For 2012, Argos reported a net loss of $10.5 million. The company’s loss has widened as it ramped up work on the AGS-003 clinical trials. Through the first three quarters of 2013, Argos reported a net loss of $15.9 million.

As of Sept. 30, Argos had cash, cash equivalents and short-term investments totaling $18.2 million and working capital of $18.1 million.

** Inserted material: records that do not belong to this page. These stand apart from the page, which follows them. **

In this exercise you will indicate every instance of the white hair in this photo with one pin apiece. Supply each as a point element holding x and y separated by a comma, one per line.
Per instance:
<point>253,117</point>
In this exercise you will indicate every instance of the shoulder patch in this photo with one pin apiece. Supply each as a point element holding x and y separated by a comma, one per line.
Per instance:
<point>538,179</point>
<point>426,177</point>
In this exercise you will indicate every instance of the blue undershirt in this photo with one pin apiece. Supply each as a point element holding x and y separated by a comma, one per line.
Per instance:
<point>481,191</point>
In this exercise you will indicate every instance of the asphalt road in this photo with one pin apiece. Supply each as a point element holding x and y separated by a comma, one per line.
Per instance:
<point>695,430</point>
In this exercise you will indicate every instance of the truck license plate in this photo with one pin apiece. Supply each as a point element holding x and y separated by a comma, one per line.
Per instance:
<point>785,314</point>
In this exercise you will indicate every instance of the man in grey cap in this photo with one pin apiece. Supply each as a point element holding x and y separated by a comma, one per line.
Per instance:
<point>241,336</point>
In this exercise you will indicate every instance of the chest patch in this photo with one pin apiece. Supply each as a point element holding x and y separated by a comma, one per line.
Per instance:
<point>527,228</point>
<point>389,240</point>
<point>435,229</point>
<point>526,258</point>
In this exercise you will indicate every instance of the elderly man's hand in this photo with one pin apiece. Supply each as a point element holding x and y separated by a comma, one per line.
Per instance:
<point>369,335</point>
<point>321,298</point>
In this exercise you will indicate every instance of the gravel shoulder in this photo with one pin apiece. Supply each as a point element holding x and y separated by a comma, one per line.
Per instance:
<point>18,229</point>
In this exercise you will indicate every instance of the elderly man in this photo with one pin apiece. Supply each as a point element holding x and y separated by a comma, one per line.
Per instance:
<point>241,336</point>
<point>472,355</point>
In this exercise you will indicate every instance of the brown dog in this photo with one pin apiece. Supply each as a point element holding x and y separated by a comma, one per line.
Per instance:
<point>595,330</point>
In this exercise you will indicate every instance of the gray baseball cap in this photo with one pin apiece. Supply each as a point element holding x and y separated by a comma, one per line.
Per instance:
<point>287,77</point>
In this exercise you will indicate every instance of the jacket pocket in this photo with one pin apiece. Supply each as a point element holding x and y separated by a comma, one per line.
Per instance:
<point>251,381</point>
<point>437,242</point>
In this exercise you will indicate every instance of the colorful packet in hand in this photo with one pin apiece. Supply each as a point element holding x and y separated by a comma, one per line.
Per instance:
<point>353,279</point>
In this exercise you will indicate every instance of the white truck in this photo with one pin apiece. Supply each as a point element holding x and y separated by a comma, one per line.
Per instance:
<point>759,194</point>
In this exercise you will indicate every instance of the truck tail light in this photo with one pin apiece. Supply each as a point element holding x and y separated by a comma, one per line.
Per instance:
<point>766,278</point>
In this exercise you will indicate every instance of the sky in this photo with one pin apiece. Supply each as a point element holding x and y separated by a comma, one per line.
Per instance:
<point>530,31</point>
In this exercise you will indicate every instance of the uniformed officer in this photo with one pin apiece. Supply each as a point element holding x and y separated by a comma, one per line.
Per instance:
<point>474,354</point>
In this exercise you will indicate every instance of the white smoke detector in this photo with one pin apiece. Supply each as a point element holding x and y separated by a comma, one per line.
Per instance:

Even if Argos is successful in raising $60 million in its IPO, the company acknowledges it will need to raise additional capital prior to commercialization of AGS-003 or any of its other candidates. On the company’s to-do list is construction of a manufacturing facility to make its immunotherapies. Argos did not say in Monday’s filing how much it would need to complete the AGS-003 trials or how much it would cost to build the manufacturing facility. In its previous IPO filing, Argos estimated it would need $85 million to complete phase III studies and another $25 million for the manufacturing facility.

Argos said it plans to apply to list on the Nasdaq exchange trading under the stock symbol “ARGS.” The company has not yet given a price range for the stock or set an effective date for the registration statement. Enrollment in the phase III trial of AGS-003 is expected in the second half of 2014, Argos said in the filing. Overall survival data is expected in the first half of 2016.